1) I do not see how I have ducked your question. The political issue is linked to the illegal Kibaki action. We have avenues to deal with those. The looting, rape and killing can be addressed separately since we have avenues of dealing with that too.

2)I have checked the facts and I am convinced he is correct.

3) Stop putting words in my mouth. Let the ODM demonstrate why the courts were legitimate avenues for settling disputes with the gava in December and they have ceased to be so now.

4) What info have I omitted? You are asking me to pre-judge the courts. You make claims about their partiality but have not bothered to provide us with any evidence. The courts have the power to overturn the ECK ruling and that is what we all want.

5)True, any other president could sign. But he would first have to be declared President. You are in a classic catch-22. Why would Odinga negotiate once he is President? Isn't that his objective?

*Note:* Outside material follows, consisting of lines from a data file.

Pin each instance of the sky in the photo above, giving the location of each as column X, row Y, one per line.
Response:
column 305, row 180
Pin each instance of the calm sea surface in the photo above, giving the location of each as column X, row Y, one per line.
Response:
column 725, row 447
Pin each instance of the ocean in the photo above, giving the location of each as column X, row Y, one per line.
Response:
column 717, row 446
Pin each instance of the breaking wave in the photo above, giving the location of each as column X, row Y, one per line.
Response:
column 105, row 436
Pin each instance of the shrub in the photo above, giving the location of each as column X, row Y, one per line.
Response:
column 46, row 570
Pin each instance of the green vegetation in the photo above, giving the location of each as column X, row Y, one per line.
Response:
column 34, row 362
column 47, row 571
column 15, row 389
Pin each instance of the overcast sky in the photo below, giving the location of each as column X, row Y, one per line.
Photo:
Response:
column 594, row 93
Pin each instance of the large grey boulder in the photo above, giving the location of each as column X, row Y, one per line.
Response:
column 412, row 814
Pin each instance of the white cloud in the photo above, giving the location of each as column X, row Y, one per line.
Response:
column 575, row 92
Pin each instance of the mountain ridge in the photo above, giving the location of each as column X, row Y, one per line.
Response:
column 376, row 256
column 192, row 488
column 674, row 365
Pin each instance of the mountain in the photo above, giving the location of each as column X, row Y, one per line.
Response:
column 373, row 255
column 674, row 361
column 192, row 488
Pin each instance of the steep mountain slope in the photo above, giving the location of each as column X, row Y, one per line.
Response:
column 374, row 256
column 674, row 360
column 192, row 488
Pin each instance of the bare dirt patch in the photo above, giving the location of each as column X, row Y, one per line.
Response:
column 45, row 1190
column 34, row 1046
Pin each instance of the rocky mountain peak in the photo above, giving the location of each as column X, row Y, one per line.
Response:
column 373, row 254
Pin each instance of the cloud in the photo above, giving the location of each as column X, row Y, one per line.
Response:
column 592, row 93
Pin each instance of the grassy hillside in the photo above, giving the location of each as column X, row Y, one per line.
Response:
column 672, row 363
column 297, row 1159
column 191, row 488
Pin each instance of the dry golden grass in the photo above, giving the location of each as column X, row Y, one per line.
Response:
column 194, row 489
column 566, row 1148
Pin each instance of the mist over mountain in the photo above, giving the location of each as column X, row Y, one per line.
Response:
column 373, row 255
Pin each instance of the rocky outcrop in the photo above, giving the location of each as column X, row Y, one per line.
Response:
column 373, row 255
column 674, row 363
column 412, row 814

Finally, what makes you think we will get justice from Raila once we depose Obaks? Did we get it from Kibaki when we chucked Mo1? Unless we change the system, then simply switching leaders will take us nowhere. We can chose to go the revolutionary way to do so. Ignore the current laws and rip up the constitution. My feeling is that that in that case the cure would probably be worse than the disease.

Anonymous said...

on 1, 2 i see no need to disagree further.
on 3) that conditionality does not hold from basic logic. eg, if i am against murder, and a hostage taker tells me to kill one hostage so he can release two others, i may hold on to my principle. however, if he said, kill one and all the 300 children are released, i guess i would kill rather than 300 be killed. so context counts, conditionality out the window. insisting that both contexts are similar and requiring of similar approaches is not convincing to me.
0n 4) sounds good not to pre-judge the courts, BUT you shall wait till jesus returns for an impartial judgment on the "presidency". case of unfounded optimism over experience! i think only you, martha karua, wako believe the courts can overturn obaks presidency.
5) this is not about raila replacing obaks. this is about "terminating blatant disenfranchisement of the highest ordre"; its about transformation; its not thatbrai8la will deliver, but we chart it all out so that even raila replaces obaks under very clear path towards a new constitutional order, with all caveats and relevant clauses for failsafe. the culture of individuals must be guraded against with the smartest frameworks possible. dont see a guard change, rather its a momemtous opportunity to usher in a new kenya with an internationally brokered pathway that even raila will not wiggle out of. raila is not our future, but "fodder to expend", for lack of better words. if we dont see the bigger picture, we are forced to ur option of retaining obaks as the lesser evil. i think that will be a missed opp.

Anonymous said...

5) i think garth in this case we will be creative. do not go against human rights, but have deals outside the current constitutional framework eg courts to challenge obaks. create what we need out of this quagmire, and then go to legitimize it either through our courts or parlia, a necessarry 'rubber stamp" as a means to cease the moment and transform.

Gathara said...


Raila, during his interview on BBC's Hardtalk yesterday, said he is willing to join a transitional arrangement that would

1) recognise Kibaki as President still in his first term and
2) create conditions for an independent forensic audit and retallying of the ballots or put in place a truly independent ECK to organise a re-run of the Presidential election.

Most importantly, he said he would abide by the results even in the unlikely event that a retallying showed a Kibaki win.

I think there is still an opportunity to salvage the nation and even to make the necessary constitutional changes that would enable us to emerge from the crisis as a stronger democracy.